Eigenvalue Problem for Tensors of Even Rank and its Applications in Mechanics

Abstract

In this paper, we consider the eigenvalue problem for a tensor of arbitrary even rank. In this connection, we state definitions and theorems related to the tensors of moduli ℂ2p(Ω) and ℝ2p(Ω), where p is an arbitrary natural number and Ω is a domain of the n-dimensional Riemannian space ℝn. We introduce the notions of minor tensors and extended minor tensors of rank (2ps) and order s, the corresponding notions of cofactor tensors and extended cofactor tensors of rank (2ps) and order (N−s), and also the cofactor tensors and extended cofactor tensors of rank 2p(N−s) and order s for rank-(2p) tensor.

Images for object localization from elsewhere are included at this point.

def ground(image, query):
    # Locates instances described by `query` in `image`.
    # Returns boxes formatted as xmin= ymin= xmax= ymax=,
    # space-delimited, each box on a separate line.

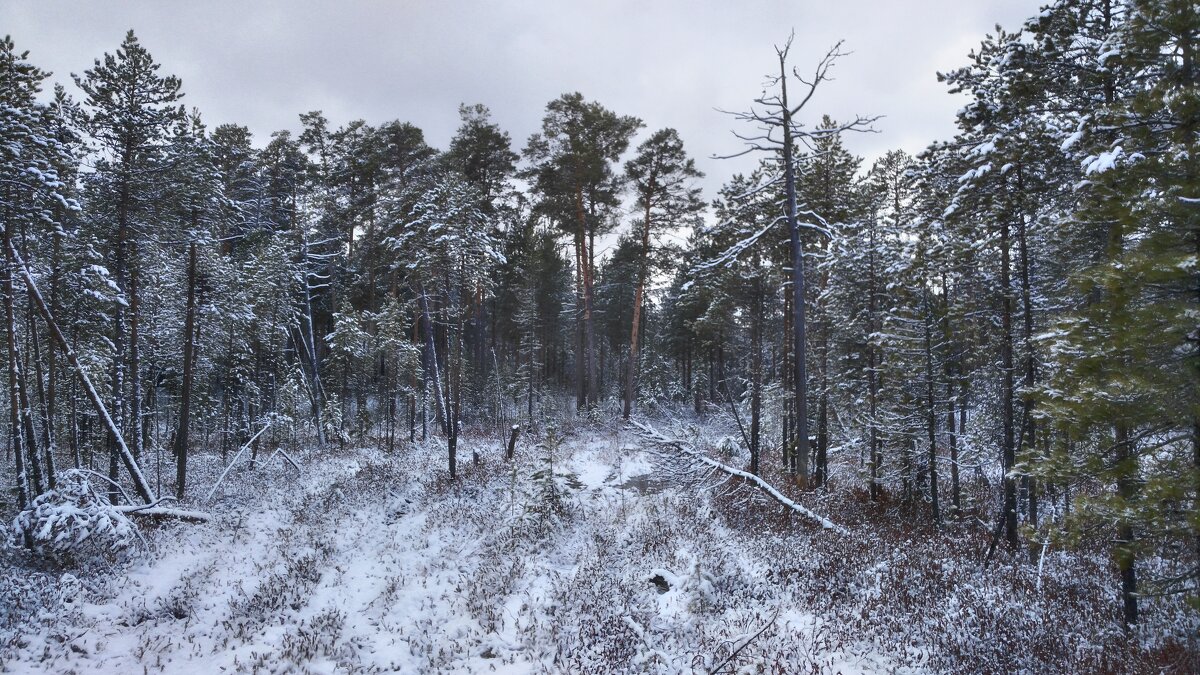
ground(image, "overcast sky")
xmin=5 ymin=0 xmax=1042 ymax=205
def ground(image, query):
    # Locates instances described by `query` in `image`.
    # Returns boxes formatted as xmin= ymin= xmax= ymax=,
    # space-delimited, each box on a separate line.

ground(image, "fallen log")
xmin=628 ymin=418 xmax=847 ymax=534
xmin=115 ymin=505 xmax=211 ymax=523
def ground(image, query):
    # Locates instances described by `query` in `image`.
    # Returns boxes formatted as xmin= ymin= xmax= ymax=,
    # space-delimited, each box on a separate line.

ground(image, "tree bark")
xmin=5 ymin=233 xmax=154 ymax=503
xmin=1001 ymin=210 xmax=1018 ymax=548
xmin=173 ymin=241 xmax=198 ymax=500
xmin=924 ymin=289 xmax=940 ymax=523
xmin=1115 ymin=422 xmax=1139 ymax=627
xmin=129 ymin=242 xmax=142 ymax=462
xmin=4 ymin=247 xmax=30 ymax=508
xmin=780 ymin=51 xmax=811 ymax=484
xmin=28 ymin=299 xmax=54 ymax=490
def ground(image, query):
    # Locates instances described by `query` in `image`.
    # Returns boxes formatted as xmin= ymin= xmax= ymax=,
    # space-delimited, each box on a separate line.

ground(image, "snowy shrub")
xmin=278 ymin=607 xmax=347 ymax=665
xmin=322 ymin=392 xmax=351 ymax=444
xmin=8 ymin=470 xmax=139 ymax=565
xmin=525 ymin=427 xmax=582 ymax=523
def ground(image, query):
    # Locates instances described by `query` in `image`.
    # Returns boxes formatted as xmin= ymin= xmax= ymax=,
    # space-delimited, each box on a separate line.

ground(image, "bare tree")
xmin=717 ymin=34 xmax=876 ymax=483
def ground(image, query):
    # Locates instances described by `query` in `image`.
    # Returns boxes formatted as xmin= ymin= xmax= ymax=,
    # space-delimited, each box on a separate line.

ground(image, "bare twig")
xmin=205 ymin=421 xmax=273 ymax=501
xmin=708 ymin=610 xmax=779 ymax=674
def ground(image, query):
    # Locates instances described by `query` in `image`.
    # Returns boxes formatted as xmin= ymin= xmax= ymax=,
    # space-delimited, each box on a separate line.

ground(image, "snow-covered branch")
xmin=627 ymin=419 xmax=847 ymax=534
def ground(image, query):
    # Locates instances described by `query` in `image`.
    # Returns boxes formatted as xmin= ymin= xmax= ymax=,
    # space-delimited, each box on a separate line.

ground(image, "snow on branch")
xmin=690 ymin=216 xmax=785 ymax=276
xmin=114 ymin=504 xmax=211 ymax=523
xmin=627 ymin=419 xmax=847 ymax=534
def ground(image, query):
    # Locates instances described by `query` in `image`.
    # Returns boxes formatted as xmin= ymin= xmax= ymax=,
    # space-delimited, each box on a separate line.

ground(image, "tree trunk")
xmin=107 ymin=175 xmax=129 ymax=501
xmin=573 ymin=218 xmax=586 ymax=410
xmin=586 ymin=221 xmax=597 ymax=410
xmin=1001 ymin=212 xmax=1018 ymax=548
xmin=868 ymin=232 xmax=881 ymax=501
xmin=4 ymin=247 xmax=30 ymax=508
xmin=418 ymin=289 xmax=448 ymax=436
xmin=1115 ymin=422 xmax=1139 ymax=627
xmin=129 ymin=242 xmax=142 ymax=462
xmin=28 ymin=300 xmax=54 ymax=490
xmin=924 ymin=289 xmax=940 ymax=523
xmin=299 ymin=227 xmax=325 ymax=447
xmin=749 ymin=270 xmax=763 ymax=476
xmin=942 ymin=275 xmax=960 ymax=514
xmin=6 ymin=234 xmax=154 ymax=503
xmin=625 ymin=173 xmax=656 ymax=419
xmin=780 ymin=52 xmax=811 ymax=484
xmin=1016 ymin=165 xmax=1040 ymax=550
xmin=173 ymin=241 xmax=198 ymax=500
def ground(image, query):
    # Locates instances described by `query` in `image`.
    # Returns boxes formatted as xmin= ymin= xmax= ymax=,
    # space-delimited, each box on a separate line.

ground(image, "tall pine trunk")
xmin=923 ymin=289 xmax=940 ymax=523
xmin=4 ymin=240 xmax=30 ymax=508
xmin=1000 ymin=211 xmax=1018 ymax=548
xmin=173 ymin=241 xmax=198 ymax=499
xmin=624 ymin=205 xmax=653 ymax=420
xmin=129 ymin=243 xmax=142 ymax=462
xmin=27 ymin=300 xmax=54 ymax=490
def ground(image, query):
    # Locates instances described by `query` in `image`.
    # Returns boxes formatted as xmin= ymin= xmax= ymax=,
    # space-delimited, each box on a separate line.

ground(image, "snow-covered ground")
xmin=1 ymin=424 xmax=909 ymax=673
xmin=2 ymin=419 xmax=1197 ymax=673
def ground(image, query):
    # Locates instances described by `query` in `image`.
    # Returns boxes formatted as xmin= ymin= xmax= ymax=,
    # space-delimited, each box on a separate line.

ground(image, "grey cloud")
xmin=3 ymin=0 xmax=1042 ymax=198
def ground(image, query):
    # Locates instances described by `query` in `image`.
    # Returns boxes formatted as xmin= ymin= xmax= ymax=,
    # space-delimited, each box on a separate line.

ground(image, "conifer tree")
xmin=523 ymin=93 xmax=642 ymax=411
xmin=74 ymin=30 xmax=183 ymax=497
xmin=622 ymin=128 xmax=704 ymax=419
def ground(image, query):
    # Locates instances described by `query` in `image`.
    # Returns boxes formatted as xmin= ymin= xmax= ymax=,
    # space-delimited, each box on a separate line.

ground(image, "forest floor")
xmin=1 ymin=413 xmax=1198 ymax=673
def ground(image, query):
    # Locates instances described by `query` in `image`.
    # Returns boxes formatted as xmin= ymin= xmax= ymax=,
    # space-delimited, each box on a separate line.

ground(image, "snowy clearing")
xmin=5 ymin=419 xmax=1196 ymax=673
xmin=4 ymin=424 xmax=907 ymax=674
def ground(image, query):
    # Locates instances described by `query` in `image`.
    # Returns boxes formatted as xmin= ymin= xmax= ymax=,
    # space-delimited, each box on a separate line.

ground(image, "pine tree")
xmin=523 ymin=93 xmax=642 ymax=411
xmin=720 ymin=35 xmax=876 ymax=484
xmin=74 ymin=30 xmax=183 ymax=499
xmin=1034 ymin=0 xmax=1200 ymax=627
xmin=622 ymin=128 xmax=704 ymax=419
xmin=382 ymin=161 xmax=503 ymax=477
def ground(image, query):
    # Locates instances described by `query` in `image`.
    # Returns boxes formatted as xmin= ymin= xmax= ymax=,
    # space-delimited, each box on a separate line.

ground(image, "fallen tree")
xmin=115 ymin=503 xmax=211 ymax=523
xmin=5 ymin=233 xmax=209 ymax=522
xmin=628 ymin=418 xmax=846 ymax=534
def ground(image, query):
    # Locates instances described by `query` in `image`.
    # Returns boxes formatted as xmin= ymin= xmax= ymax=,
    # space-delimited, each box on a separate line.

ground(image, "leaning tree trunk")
xmin=5 ymin=234 xmax=154 ymax=503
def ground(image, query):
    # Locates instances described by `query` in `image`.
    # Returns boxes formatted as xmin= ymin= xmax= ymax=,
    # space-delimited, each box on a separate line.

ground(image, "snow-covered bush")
xmin=322 ymin=392 xmax=351 ymax=445
xmin=525 ymin=426 xmax=581 ymax=522
xmin=8 ymin=470 xmax=139 ymax=565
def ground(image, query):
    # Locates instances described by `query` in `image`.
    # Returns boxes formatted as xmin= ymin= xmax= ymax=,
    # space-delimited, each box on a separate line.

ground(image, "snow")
xmin=2 ymin=428 xmax=914 ymax=673
xmin=1082 ymin=146 xmax=1123 ymax=175
xmin=1060 ymin=129 xmax=1084 ymax=151
xmin=7 ymin=416 xmax=1198 ymax=673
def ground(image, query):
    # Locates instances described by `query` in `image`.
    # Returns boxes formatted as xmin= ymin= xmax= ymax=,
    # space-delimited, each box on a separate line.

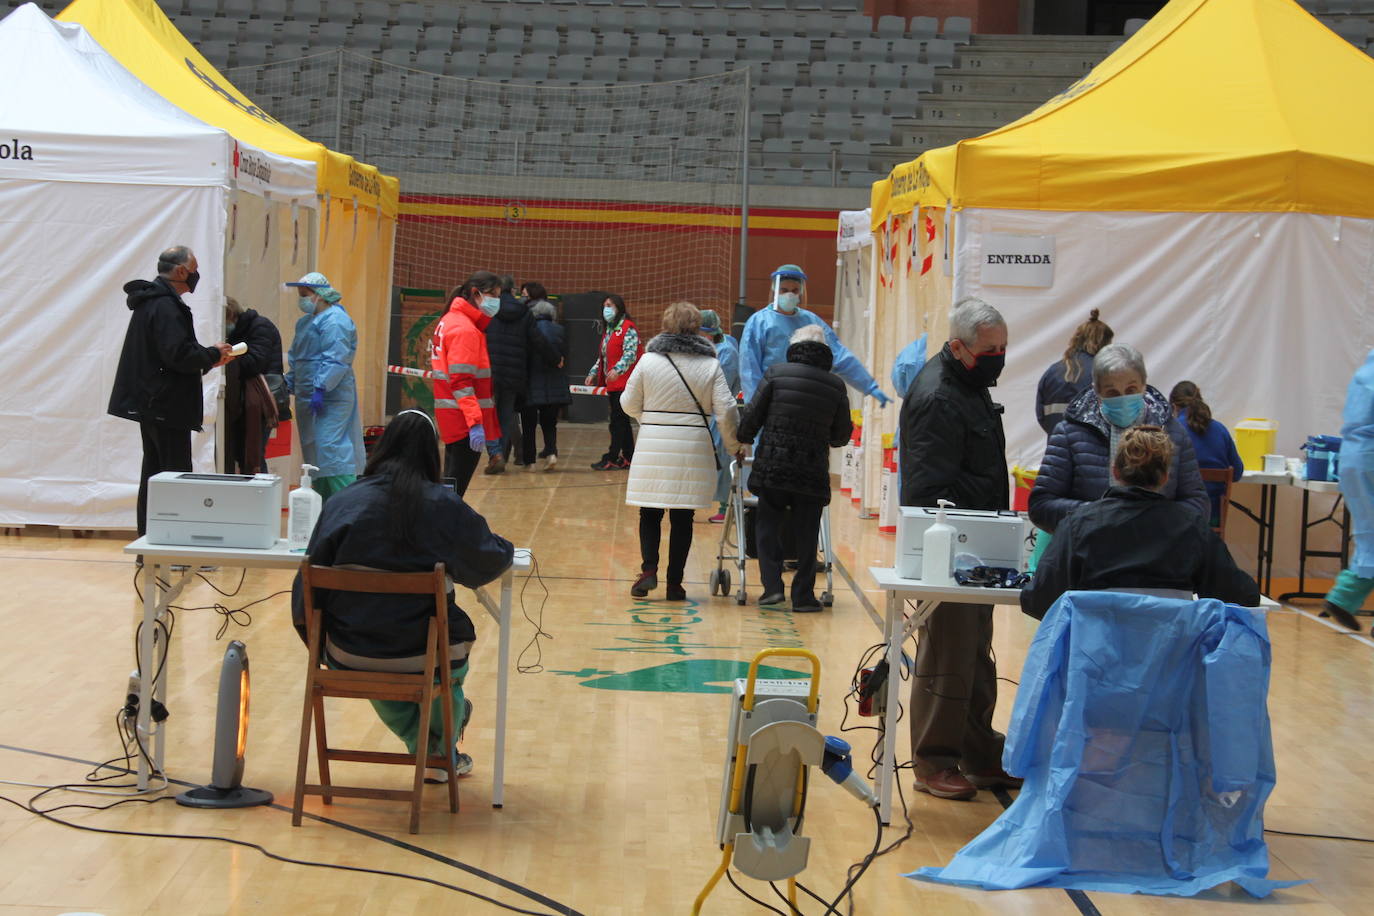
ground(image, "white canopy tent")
xmin=0 ymin=3 xmax=316 ymax=528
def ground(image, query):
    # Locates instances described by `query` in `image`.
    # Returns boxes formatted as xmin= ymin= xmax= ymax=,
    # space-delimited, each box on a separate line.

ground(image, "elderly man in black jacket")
xmin=737 ymin=325 xmax=852 ymax=612
xmin=224 ymin=296 xmax=284 ymax=474
xmin=898 ymin=297 xmax=1017 ymax=802
xmin=108 ymin=246 xmax=233 ymax=535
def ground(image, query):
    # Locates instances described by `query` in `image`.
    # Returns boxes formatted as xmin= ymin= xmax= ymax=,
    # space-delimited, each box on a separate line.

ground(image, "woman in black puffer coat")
xmin=519 ymin=295 xmax=571 ymax=470
xmin=737 ymin=325 xmax=853 ymax=612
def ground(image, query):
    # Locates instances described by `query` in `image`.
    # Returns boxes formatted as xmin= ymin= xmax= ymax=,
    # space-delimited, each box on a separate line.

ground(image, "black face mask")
xmin=955 ymin=347 xmax=1006 ymax=388
xmin=184 ymin=269 xmax=200 ymax=294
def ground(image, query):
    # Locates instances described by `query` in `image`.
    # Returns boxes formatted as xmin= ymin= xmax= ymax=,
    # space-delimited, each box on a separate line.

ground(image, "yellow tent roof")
xmin=878 ymin=0 xmax=1374 ymax=222
xmin=59 ymin=0 xmax=398 ymax=216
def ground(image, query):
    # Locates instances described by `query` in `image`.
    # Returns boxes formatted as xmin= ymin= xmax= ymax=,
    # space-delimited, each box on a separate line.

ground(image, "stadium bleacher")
xmin=13 ymin=0 xmax=1374 ymax=188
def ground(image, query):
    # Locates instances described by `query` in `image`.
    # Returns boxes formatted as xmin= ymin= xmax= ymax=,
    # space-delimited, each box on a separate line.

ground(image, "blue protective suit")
xmin=739 ymin=304 xmax=878 ymax=402
xmin=285 ymin=303 xmax=365 ymax=478
xmin=891 ymin=333 xmax=928 ymax=400
xmin=1339 ymin=349 xmax=1374 ymax=577
xmin=715 ymin=334 xmax=741 ymax=396
xmin=912 ymin=591 xmax=1302 ymax=899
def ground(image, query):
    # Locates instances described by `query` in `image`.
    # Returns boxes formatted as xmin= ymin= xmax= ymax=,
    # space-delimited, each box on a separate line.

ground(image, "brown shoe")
xmin=965 ymin=768 xmax=1024 ymax=790
xmin=483 ymin=454 xmax=506 ymax=475
xmin=914 ymin=768 xmax=977 ymax=800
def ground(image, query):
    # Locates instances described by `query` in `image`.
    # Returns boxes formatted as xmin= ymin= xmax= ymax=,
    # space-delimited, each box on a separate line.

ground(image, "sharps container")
xmin=1233 ymin=419 xmax=1277 ymax=471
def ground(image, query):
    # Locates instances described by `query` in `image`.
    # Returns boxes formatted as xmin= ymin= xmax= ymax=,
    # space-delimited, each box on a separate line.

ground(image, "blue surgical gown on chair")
xmin=286 ymin=304 xmax=365 ymax=479
xmin=910 ymin=591 xmax=1302 ymax=898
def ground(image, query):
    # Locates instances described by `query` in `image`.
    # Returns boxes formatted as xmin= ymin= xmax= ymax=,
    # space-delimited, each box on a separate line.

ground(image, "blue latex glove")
xmin=309 ymin=388 xmax=325 ymax=416
xmin=468 ymin=424 xmax=486 ymax=453
xmin=871 ymin=388 xmax=892 ymax=407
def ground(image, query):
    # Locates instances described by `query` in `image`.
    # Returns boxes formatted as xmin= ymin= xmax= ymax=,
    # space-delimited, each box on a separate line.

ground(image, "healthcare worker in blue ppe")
xmin=739 ymin=264 xmax=890 ymax=405
xmin=701 ymin=308 xmax=740 ymax=523
xmin=284 ymin=271 xmax=365 ymax=500
xmin=1323 ymin=348 xmax=1374 ymax=630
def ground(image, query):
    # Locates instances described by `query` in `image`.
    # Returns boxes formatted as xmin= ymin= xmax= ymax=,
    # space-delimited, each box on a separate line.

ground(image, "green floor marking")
xmin=575 ymin=658 xmax=810 ymax=694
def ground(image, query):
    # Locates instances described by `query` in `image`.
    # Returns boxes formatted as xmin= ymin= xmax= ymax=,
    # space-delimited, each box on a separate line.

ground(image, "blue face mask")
xmin=478 ymin=296 xmax=501 ymax=317
xmin=1101 ymin=392 xmax=1145 ymax=427
xmin=776 ymin=292 xmax=800 ymax=313
xmin=603 ymin=306 xmax=616 ymax=323
xmin=297 ymin=295 xmax=316 ymax=315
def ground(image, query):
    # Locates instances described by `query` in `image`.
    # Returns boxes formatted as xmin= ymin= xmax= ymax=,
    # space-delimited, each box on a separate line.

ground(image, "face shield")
xmin=770 ymin=264 xmax=808 ymax=313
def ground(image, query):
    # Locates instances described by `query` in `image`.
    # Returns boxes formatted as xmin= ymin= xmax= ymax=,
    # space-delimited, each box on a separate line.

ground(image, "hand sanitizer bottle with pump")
xmin=287 ymin=464 xmax=322 ymax=551
xmin=922 ymin=499 xmax=957 ymax=586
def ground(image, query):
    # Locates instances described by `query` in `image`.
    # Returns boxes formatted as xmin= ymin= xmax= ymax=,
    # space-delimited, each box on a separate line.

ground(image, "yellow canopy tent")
xmin=877 ymin=0 xmax=1374 ymax=222
xmin=60 ymin=0 xmax=399 ymax=426
xmin=865 ymin=0 xmax=1374 ymax=505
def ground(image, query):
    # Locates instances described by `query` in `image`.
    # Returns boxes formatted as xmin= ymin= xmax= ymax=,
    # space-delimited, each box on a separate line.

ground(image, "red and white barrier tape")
xmin=387 ymin=365 xmax=607 ymax=396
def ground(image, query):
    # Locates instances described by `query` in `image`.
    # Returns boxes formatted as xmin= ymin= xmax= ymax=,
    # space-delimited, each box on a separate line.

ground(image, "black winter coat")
xmin=226 ymin=309 xmax=283 ymax=381
xmin=1020 ymin=485 xmax=1260 ymax=620
xmin=899 ymin=344 xmax=1009 ymax=511
xmin=525 ymin=313 xmax=571 ymax=407
xmin=1029 ymin=385 xmax=1208 ymax=533
xmin=107 ymin=277 xmax=220 ymax=431
xmin=1035 ymin=350 xmax=1094 ymax=435
xmin=290 ymin=474 xmax=514 ymax=658
xmin=484 ymin=295 xmax=560 ymax=394
xmin=737 ymin=341 xmax=852 ymax=502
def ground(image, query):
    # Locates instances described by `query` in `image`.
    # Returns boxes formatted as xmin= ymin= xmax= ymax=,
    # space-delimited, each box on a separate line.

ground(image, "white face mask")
xmin=478 ymin=296 xmax=501 ymax=317
xmin=776 ymin=292 xmax=800 ymax=313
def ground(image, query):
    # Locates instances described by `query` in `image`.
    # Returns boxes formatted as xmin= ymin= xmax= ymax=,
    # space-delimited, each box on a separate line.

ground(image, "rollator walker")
xmin=710 ymin=458 xmax=835 ymax=607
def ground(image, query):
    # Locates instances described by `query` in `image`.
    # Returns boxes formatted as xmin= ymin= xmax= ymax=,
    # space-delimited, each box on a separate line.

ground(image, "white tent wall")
xmin=833 ymin=209 xmax=873 ymax=481
xmin=949 ymin=208 xmax=1374 ymax=576
xmin=0 ymin=179 xmax=227 ymax=528
xmin=223 ymin=188 xmax=316 ymax=484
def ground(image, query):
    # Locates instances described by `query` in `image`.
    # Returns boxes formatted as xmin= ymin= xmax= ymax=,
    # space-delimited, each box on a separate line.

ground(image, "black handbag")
xmin=263 ymin=372 xmax=292 ymax=421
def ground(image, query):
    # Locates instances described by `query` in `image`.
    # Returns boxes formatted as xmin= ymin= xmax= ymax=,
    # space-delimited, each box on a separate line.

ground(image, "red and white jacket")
xmin=431 ymin=296 xmax=500 ymax=445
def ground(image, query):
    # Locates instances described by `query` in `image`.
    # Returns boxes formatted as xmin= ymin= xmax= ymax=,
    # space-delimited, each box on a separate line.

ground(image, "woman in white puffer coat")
xmin=622 ymin=301 xmax=741 ymax=600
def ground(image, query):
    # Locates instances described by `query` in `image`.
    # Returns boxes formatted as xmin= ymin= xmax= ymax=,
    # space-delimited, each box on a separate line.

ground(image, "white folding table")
xmin=864 ymin=567 xmax=1279 ymax=826
xmin=122 ymin=537 xmax=531 ymax=808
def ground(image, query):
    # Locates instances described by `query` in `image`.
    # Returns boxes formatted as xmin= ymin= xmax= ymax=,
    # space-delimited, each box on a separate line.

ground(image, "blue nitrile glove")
xmin=871 ymin=388 xmax=892 ymax=407
xmin=309 ymin=388 xmax=325 ymax=416
xmin=468 ymin=424 xmax=486 ymax=453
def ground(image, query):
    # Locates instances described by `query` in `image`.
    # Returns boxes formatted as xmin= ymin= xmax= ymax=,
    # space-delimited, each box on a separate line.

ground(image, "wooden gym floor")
xmin=1 ymin=425 xmax=1372 ymax=915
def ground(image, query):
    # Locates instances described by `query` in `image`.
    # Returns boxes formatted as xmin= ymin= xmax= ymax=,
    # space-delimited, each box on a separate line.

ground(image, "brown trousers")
xmin=908 ymin=602 xmax=1005 ymax=777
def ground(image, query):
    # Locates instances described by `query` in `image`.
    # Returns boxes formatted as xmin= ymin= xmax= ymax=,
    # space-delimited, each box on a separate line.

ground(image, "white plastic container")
xmin=921 ymin=498 xmax=957 ymax=586
xmin=287 ymin=463 xmax=323 ymax=551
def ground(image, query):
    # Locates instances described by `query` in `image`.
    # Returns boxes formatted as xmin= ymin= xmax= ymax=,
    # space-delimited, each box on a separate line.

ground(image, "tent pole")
xmin=737 ymin=68 xmax=751 ymax=311
xmin=333 ymin=49 xmax=344 ymax=152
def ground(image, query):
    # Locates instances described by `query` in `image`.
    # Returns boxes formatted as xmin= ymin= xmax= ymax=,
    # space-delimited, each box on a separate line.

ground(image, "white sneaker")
xmin=423 ymin=753 xmax=473 ymax=783
xmin=543 ymin=454 xmax=558 ymax=472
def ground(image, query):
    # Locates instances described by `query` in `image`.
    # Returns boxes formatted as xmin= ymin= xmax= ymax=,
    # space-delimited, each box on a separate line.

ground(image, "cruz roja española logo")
xmin=0 ymin=137 xmax=34 ymax=160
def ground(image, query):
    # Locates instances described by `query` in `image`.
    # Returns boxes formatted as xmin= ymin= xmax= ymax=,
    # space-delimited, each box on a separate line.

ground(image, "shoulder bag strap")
xmin=663 ymin=354 xmax=721 ymax=472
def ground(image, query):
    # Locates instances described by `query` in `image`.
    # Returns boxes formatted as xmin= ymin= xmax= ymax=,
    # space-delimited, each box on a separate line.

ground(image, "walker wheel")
xmin=719 ymin=569 xmax=731 ymax=595
xmin=821 ymin=591 xmax=833 ymax=607
xmin=709 ymin=568 xmax=722 ymax=595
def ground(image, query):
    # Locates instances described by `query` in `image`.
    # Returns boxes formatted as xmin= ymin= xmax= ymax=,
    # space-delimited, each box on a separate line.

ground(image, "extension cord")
xmin=122 ymin=670 xmax=169 ymax=726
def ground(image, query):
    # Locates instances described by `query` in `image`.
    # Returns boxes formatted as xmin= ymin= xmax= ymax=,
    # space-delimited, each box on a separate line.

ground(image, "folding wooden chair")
xmin=293 ymin=562 xmax=458 ymax=834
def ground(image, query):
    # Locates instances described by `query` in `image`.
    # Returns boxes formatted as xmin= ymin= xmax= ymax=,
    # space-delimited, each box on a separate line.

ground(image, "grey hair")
xmin=157 ymin=245 xmax=193 ymax=276
xmin=789 ymin=324 xmax=827 ymax=346
xmin=225 ymin=296 xmax=244 ymax=317
xmin=530 ymin=300 xmax=557 ymax=320
xmin=1092 ymin=343 xmax=1147 ymax=388
xmin=949 ymin=297 xmax=1005 ymax=345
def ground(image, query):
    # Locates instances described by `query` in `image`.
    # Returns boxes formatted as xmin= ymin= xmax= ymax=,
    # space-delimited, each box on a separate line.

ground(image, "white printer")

We present formulas for calculation of these tensors through their components and prove the Laplace theorem on the expansion of the determinant of a rank-(2p) tensor by using the minor and cofactor tensors. We also obtain formulas for the classical invariants of a rank-(2p) tensor through minor and cofactor tensors and through first invariants of degrees of a rank-(2p) tensor and the inverse formulas. A complete orthonormal system of eigentensors for a rank-(2p) tensor is constructed. Canonical representations for the specific strain energy and determining relations are obtained. A classification of anisotropic linear micropolar media with a symmetry center is proposed. Eigenvalues and eigentensors for tensors of elastic moduli for micropolar isotropic and orthotropic materials are calculated.